Let’s start this discussion of safety bullying by talking about discipline. I’ve met many managers who give a negative lecture to an injured employee because the organization’s safety record was tarnished by the injury. The embarrassed employee is simply reminded of the bullying aspects of corporate safety. The result: an increased commitment to not volunteer for safety programs, nor to encourage others to participate.
What about progressive discipline? The standard approach includes three steps. After the third infraction, it’s common to send the employee home for days without pay. When employees are punished by being temporarily dismissed, we actually expect them to perform better when they return to work. We hope they learn something from this demeaning punishment, reasonably perceived as bullying.
Investigating to find a root cause
Conducting an injury “investigation” to find a root cause could make you a safety bully. This approach can put employees on the defensive, even preventing disclosure of hazards or barriers to safe work practices. After all, most people will interpret “investigation” to mean “criminal investigation.” The thinking: “They will ask ‘why’ five times to find the person responsible for the injury and/or property damage.”
Setting zero injuries as a goal
You can be a safety bully if you set safety mandates or expectations too high. Holding people accountable for numbers (outcomes) they do not believe they can control is bullying. It’s a sure way to produce negative stress or distress — fear. Some people won’t be stressed because they won’t take these goals seriously. Experience has convinced them they cannot control the numbers, so they simply ignore the goal-setting exhortations.
What does the goal of zero injuries mean, anyway? Consider the common slogan, “All injuries are preventable.” This can make an injured party feel like a bullying victim. The victim clams up, thinking, “If they already know enough to prevent this, they don't need my input.”
Misuse of feedback
If you anticipate a “feedback session” with unpleasant emotions, you could feel as though you are being bullied. Constructive criticism is an oxymoron.
Corrective feedback is not an indictment of one’s personality or an indicator of a character flaw. Feedback must not relate to an individual’s attitude, motivation, professional competence, or family history. If so, it is a form of bullying and belittling. The purpose of feedback is only to pinpoint desirable and/or undesirable behavior.

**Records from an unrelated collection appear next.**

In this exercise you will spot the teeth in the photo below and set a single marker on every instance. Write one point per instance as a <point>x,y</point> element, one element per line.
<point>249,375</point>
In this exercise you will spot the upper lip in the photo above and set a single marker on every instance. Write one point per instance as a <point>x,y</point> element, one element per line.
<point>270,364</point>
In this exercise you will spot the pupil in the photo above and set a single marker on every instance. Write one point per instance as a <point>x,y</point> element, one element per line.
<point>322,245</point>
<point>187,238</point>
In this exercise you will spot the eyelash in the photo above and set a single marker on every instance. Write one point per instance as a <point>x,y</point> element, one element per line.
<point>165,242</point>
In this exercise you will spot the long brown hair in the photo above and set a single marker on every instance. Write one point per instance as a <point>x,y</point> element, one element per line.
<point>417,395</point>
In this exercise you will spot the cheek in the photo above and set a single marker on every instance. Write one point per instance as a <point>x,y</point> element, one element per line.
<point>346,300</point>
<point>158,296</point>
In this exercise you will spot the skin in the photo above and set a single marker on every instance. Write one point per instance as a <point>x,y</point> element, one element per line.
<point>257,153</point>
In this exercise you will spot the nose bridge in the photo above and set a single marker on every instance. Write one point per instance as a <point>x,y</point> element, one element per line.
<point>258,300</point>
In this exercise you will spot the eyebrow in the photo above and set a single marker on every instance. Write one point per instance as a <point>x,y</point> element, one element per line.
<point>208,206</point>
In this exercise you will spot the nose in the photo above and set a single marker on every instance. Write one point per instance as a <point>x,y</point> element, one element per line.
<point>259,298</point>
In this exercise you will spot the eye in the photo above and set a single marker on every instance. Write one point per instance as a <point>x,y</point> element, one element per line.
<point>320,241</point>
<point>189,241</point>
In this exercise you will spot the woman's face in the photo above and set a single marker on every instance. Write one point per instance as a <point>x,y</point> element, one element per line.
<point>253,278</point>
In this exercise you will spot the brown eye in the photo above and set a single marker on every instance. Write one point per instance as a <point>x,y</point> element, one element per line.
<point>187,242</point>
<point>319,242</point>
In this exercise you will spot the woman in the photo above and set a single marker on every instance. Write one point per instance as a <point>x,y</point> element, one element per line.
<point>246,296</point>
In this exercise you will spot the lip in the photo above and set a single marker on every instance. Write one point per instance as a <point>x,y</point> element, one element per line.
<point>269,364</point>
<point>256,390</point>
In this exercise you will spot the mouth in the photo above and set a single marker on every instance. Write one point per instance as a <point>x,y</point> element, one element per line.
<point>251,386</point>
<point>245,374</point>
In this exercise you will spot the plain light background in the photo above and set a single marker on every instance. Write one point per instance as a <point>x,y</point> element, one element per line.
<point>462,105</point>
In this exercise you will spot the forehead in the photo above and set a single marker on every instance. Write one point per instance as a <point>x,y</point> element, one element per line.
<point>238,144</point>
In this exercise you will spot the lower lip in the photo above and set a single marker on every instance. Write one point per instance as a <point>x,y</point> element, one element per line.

You might qualify as a safety bully if you believe most injuries are caused by employee behavior. A number of BBS trainers market their BBS program on the premise that “95% of all workplace accidents are caused by behavior.” When these kinds of sales pitches became popular in the 1980s and early 1990s, leaders of labor unions objected vehemently and justifiably. Blame was placed on the employee and management was excused. Most worker behavior is an outcome of the work culture.
Procedures without a rationale
An injury-prevention program introduced without rationale but with corporate “official” backing, sometimes known as “flavor of the month” programs, can be a form of safety bullying. Employees are expected to rally around a campaign of slogans and questionable procedures. The pressure is on to reduce recordable injuries and make management look good. But employees are not educated about any research-based principles and rationale. The objective is a quick turnaround in injury rates. If that fails to happen, employees can expect a new program next month.
Misuse of incentives
Ask people what reward they want for achieving a safety-process goal, and the popular answer will be “money”. It can be used for almost anything. But it does not connect to safety. When a material reward in an incentive program is the primary payoff, the terms “behavior modification” and “bribery” come to mind. This is a form of bullying. An employee might think, “It’s obvious the boss is trying to manipulate me.” Incentives should only be reminders to do the right thing. They should not bully employees into hiding injuries so the group can be rewarded, and they should not come off as manipulative or a form of peer pressure.
Following the Golden Rule
Believe it or not, the so called “Golden Rule” can be perceived as bullying. Case in point: When I was in the fifth grade my teacher called me to the front of the class to recognize me for the excellent job I did on my homework. Afterward, three boys from the class beat me up in the playground.
My teacher treated me the way she wanted to be treated, with public recognition, certainly not the way I wanted to be treated. I didn’t want public recognition for academic success. It wasn’t perceived by my peers as “cool,” and the result for me was painful. Treating others the way you want to be treated can be viewed as bullying — pushing your values on someone else. Where’s the empathy?
The value of empathy
Empathy is not the same as sympathy. We sympathize when we express concern or understanding for another individual’s situation, but we empathize when we identify with another person’s situation and realize what it’s like to be in that person’s shoes. Empathy is an excellent antidote for bullying. An empathic level of awareness and appreciation is the opposite of bullying.
Oversimplifying human dynamics
Misleading safety marketing tactics that grossly oversimplify human dynamics can result in safety bullying. For example, focusing on a limited number of person traits or states as the cause of an injury can come across as finding fault in people. The search and discovery of critical contributing factors is stifled. This pop psychology can also limit or bias the conversations needed to identify the system factors that influence human factors. The human side of keeping people safe is just not that simple.
The all too common safety-management practices reviewed here reflect perpetual confusion and misunderstanding of the human dynamics of keeping people safe. These methods often come across as safety bullying. Eliminating perceptions of safety bullying is not easy. It requires education, training, customization, commitment, and continual evaluation and refinement. The perception of safety bullying reduces the potential of your safety culture to reach injury-free.